From Duties to Achievements: Writing CV Bullets That Prove Impact
How to write CV achievement bullets that prove impact: action-first structure, quantification, and before/after examples by industry and career level.
The Proof Formula
Recruiters skim for proof. A good bullet makes your contribution obvious, specific, and believable.
Before & After Examples
When hard numbers are not available
Not every role has clear metrics. For early-career positions, humanities, social roles, or support functions, focus on qualitative impact or proxy metrics that still show scope and outcome.
- Qualitative impact: improved process clarity, reduced team confusion, positive client feedback, fewer errors.
- Proxy metrics: class size taught, budget managed, tickets resolved per week, events coordinated, stakeholders supported.
Writing Tips
- Write the duty in plain words.
- Add the "why it mattered" (user, team, revenue, cost, risk).
- Add one detail that proves it (metric, tool, scale, constraint, timeframe).
- Aim for 14–18 words per bullet. Keep the strongest claim at the front. If a bullet runs over 25 words, it almost certainly contains two outcomes: split it. This applies at every career level.
How the app supports this
Industry and level variations
The formula works across roles, but the right metrics and framing differ by industry and career level. A bullet that would impress a sales hiring manager may read as irrelevant to an engineering lead. Getting the frame right matters as much as having the evidence.
For tech and engineering roles, lead with scale, speed, or system impact. Recruiters in this space look for throughput, reliability, and delivery cadence.
- Scale: users affected, requests per second, system uptime, or data volume handled.
- Delivery speed: "shipped in 3 weeks", "reduced build time from 45 to 8 minutes".
- Cost and efficiency: cloud spend saved, compute hours cut, deployment time reduced.
- Example: "Reduced API response time by 40% by replacing synchronous calls with a message queue, cutting timeout errors to near zero."
For commercial and sales roles, lead with revenue, pipeline, or margin. Absolute numbers beat percentages when the absolute value is strong.
- New business won, quota attainment, average deal size, sales cycle shortened.
- Client retention and growth: "grew account from £80k to £210k over 18 months".
- Pipeline metrics: qualified pipeline added, conversion rate, close rate by segment.
- Example: "Closed £1.4M in new business in FY24, 112% of quota, focusing on mid-market manufacturing accounts."

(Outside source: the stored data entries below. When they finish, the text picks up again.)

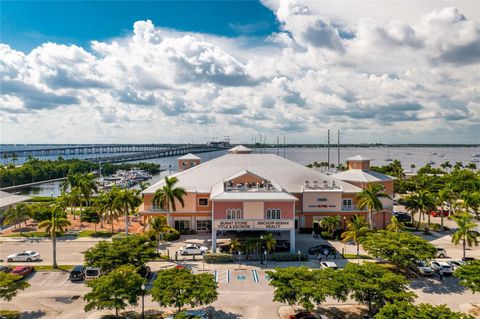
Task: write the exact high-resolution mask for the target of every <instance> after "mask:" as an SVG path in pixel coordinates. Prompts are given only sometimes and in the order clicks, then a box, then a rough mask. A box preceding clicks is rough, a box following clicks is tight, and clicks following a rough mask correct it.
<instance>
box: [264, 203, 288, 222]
mask: <svg viewBox="0 0 480 319" xmlns="http://www.w3.org/2000/svg"><path fill="white" fill-rule="evenodd" d="M272 208H278V209H280V210H281V211H282V213H281V216H280V217H281V218H282V219H292V218H293V202H265V205H264V209H265V210H267V209H272Z"/></svg>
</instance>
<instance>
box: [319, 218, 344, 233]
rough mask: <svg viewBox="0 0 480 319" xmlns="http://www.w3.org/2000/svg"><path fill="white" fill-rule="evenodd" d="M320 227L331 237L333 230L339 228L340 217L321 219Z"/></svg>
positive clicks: (325, 218)
mask: <svg viewBox="0 0 480 319" xmlns="http://www.w3.org/2000/svg"><path fill="white" fill-rule="evenodd" d="M320 226H321V227H322V228H325V229H326V230H327V232H328V234H329V235H330V236H332V237H333V235H334V233H335V230H337V229H338V228H339V227H340V216H327V217H325V218H323V219H322V221H321V222H320Z"/></svg>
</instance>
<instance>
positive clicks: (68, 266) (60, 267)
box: [34, 265, 74, 271]
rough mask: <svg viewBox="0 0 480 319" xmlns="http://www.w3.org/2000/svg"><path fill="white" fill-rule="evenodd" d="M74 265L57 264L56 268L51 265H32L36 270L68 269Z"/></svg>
mask: <svg viewBox="0 0 480 319" xmlns="http://www.w3.org/2000/svg"><path fill="white" fill-rule="evenodd" d="M73 266H74V265H58V269H53V268H52V265H41V266H34V268H35V270H36V271H70V270H71V269H72V268H73Z"/></svg>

For early-career candidates and roles without direct metrics, use proxy metrics and show clear ownership. "Helped" is not a bullet. "Built", "introduced", and "redesigned" are.
- Proxy metrics: group size supported, budget overseen, tickets resolved per week, events coordinated.
- Scope anchors: "for a team of 12", "across 4 departments", "used by 200 students".
- Process ownership: "introduced", "built", "redesigned" show initiative; "assisted" and "helped" do not.
- Example: "Built internal onboarding tracker for a 30-person department, reducing manager check-in time by half."
What weakens a bullet
Three patterns kill otherwise solid bullets: passive voice that hides the actor, vague scope that gives recruiters nothing to assess, and claims with no observable evidence. Fix each by naming yourself as the subject, adding at least one number or constraint, and ending on what changed as a result of your action.